The whole idea of life on other planets hinges on the possibility -- or indeed, the probability -- that given a certain set of preconditions on a planet, life will somehow emerge. A second question is if life emerges at all, presumably as some form of primitive pond algae, how it can become more complex or more ordered over time and "evolve" into an advanced civilization capable of telecommunications or space travel. After all, a planet or a solar system can be considered an isolated system, and the assumption is that all of its components will become more disordered over time.

This is certainly borne out when we look at Mars or Venus. We might assume that Mars at one time had a more complete atmosphere, or that at one time it had surface water, but following the Second Law, Mars has become more disordered over time. There's no evidence of life there now, at least so far, and the best we can do is speculate that at one point it could have emerged, but under the Second Law this is unlikely, and it must in any case have succumbed to the increasing disorder we would expect on the planet as an isolated system.

The idea that there is some high statistical probability of alien life, and indeed not just life, but intelligent alien civilizations, emerged in the late 1950s. Again according to Wikipedia,

In September 1959, physicists Giuseppe Cocconi and Philip Morrison published an article in the journal Nature with the provocative title "Searching for Interstellar Communications". Cocconi and Morrison argued that radio telescopes had become sensitive enough to pick up transmissions that might be broadcast into space by civilizations orbiting other stars. Such messages, they suggested, might be transmitted at a wavelength of 21 cm (1,420.4 MHz). This is the wavelength of radio emission by neutral hydrogen, the most common element in the universe, and they reasoned that other intelligences might see this as a logical landmark in the radio spectrum.

Two months later, Harvard University astronomy professor Harlow Shapley speculated on the number of inhabited planets in the universe, saying "The universe has 10 million, million, million suns (10 followed by 18 zeros) similar to our own. One in a million has planets around it. Only one in a million million has the right combination of chemicals, temperature, water, days and nights to support planetary life as we know it. This calculation arrives at the estimated figure of 100 million worlds where life has been forged by evolution."
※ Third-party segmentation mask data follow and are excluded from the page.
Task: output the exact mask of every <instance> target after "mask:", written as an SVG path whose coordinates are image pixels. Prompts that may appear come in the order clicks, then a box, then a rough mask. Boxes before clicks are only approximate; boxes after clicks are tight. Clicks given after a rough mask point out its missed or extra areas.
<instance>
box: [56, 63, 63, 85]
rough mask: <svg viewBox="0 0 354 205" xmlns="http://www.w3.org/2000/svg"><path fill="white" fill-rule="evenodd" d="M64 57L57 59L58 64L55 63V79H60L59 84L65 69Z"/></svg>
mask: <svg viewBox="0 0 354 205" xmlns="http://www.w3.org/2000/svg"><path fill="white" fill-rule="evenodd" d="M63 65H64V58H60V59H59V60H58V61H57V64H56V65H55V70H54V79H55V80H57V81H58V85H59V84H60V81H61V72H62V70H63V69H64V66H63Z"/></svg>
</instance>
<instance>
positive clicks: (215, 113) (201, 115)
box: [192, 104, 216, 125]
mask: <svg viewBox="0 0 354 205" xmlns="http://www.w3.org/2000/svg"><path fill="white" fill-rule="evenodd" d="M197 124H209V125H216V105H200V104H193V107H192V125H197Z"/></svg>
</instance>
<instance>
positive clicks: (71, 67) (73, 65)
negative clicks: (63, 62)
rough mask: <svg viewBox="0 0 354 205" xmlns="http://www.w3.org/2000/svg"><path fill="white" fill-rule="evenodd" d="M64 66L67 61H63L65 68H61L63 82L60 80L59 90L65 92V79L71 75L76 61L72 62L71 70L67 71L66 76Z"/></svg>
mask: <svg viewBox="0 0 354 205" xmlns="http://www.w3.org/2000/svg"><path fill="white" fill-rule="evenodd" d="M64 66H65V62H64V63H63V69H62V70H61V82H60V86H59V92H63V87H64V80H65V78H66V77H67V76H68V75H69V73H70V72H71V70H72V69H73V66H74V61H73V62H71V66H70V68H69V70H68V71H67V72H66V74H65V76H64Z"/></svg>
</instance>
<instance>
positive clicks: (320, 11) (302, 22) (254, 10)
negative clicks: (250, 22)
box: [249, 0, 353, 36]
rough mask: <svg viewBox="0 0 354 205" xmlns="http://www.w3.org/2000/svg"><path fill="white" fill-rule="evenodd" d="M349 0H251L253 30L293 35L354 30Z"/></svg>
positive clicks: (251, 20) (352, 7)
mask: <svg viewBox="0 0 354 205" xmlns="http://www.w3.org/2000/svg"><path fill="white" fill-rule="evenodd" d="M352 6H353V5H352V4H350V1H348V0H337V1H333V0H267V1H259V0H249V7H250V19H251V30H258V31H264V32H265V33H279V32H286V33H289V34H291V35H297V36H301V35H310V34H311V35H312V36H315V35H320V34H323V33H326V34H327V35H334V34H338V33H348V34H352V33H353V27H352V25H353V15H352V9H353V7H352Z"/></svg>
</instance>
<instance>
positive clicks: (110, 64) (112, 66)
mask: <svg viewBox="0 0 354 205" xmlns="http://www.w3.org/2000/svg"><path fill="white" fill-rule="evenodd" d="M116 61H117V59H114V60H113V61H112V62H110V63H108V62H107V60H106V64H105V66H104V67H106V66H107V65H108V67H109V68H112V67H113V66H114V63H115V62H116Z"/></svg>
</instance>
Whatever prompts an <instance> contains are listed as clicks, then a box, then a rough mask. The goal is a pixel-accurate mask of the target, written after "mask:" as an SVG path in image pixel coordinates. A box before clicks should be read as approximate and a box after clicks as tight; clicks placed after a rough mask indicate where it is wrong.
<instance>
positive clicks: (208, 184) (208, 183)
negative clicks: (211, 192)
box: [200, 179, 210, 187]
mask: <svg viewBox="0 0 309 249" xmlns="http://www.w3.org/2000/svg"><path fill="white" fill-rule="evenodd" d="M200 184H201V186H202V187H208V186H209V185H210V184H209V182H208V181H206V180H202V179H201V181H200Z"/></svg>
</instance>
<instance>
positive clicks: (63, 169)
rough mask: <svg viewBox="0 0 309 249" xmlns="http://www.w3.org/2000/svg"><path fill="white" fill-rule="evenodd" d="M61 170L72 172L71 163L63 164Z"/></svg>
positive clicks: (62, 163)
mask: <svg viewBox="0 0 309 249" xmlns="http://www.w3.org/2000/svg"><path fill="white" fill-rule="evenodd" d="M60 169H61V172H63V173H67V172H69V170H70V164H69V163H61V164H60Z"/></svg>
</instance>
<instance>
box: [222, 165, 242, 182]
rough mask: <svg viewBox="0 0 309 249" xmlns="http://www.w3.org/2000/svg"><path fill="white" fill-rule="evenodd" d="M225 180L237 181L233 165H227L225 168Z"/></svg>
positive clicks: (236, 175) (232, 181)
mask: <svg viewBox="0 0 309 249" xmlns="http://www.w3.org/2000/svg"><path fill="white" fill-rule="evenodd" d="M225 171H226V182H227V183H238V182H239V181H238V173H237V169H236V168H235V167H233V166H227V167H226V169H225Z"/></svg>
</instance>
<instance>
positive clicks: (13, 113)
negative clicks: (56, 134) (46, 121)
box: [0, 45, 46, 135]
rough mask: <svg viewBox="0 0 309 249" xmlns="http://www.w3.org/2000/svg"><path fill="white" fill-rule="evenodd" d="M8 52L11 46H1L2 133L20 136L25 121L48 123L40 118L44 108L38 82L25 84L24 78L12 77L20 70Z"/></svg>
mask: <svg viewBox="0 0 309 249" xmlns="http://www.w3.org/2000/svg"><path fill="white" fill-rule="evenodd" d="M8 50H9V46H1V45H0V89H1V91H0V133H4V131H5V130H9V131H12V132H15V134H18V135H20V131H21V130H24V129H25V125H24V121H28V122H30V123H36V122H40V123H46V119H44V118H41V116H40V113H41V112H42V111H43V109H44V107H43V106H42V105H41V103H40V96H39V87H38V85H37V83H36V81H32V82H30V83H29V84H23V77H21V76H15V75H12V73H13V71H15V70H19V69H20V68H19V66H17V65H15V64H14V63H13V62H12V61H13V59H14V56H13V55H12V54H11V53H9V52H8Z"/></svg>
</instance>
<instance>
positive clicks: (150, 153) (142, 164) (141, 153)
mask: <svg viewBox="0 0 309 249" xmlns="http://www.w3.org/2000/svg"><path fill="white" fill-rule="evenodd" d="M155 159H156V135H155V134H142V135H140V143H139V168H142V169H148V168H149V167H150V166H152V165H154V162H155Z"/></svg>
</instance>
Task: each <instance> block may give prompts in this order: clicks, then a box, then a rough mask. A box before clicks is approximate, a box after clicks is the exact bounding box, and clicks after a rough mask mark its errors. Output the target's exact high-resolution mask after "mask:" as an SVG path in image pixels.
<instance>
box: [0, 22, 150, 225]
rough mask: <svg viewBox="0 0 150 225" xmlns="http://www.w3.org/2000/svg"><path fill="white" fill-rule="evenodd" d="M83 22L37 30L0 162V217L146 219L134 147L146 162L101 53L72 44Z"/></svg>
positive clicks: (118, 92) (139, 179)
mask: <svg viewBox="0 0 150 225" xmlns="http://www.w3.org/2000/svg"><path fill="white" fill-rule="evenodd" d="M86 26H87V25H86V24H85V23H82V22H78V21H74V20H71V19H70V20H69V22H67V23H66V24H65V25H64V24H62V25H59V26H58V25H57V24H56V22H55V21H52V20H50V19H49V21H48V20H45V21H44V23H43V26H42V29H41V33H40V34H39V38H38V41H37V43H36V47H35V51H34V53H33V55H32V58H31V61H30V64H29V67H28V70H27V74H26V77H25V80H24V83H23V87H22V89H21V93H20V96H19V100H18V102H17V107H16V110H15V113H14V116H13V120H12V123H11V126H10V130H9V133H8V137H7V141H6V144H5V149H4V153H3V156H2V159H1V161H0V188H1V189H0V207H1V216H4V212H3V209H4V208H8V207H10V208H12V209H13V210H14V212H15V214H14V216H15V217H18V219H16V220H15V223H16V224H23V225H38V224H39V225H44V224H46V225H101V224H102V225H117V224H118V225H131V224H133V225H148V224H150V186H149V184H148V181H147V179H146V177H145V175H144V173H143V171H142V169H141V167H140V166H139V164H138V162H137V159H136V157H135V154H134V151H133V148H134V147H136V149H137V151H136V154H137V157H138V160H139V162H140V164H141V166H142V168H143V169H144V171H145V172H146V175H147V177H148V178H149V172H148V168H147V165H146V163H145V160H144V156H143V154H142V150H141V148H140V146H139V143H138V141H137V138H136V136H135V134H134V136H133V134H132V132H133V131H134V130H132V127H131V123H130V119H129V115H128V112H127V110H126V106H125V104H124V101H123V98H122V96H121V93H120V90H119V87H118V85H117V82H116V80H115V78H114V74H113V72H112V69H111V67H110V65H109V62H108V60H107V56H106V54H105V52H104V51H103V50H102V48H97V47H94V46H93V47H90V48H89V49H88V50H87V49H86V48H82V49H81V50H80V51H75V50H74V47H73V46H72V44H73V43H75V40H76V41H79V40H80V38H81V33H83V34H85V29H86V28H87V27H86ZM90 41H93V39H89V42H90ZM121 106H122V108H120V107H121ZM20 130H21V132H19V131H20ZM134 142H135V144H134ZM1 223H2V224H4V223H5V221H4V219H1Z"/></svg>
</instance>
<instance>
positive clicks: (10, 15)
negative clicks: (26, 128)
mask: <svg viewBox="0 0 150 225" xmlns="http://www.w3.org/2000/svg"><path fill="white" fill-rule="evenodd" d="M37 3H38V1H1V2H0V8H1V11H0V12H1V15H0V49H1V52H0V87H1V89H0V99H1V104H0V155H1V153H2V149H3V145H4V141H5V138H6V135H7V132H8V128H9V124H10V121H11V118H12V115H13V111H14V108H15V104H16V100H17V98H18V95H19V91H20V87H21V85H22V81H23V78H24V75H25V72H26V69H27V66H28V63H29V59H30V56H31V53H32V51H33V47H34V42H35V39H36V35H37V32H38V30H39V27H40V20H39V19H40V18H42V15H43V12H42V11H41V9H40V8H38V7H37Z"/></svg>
There have been numerous attempts to detect alien transmissions following the criteria set by Cocconi and Morrison, but in the 60-odd years since, no such signals have been detected. One basic problem is the Second Law: even if you have a planet with "the right combination of chemicals, temperature, water, days and nights to support planetary life as we know it", things on that planet as an isolated system can only get more disordered over time; over billions of years, that planet, like Mars, can lose its atmosphere, lose its surface water, lose its chemicals, or whatever else even before lfe has a chance to develop, much less evolve into a civilization capable of radio transmissions.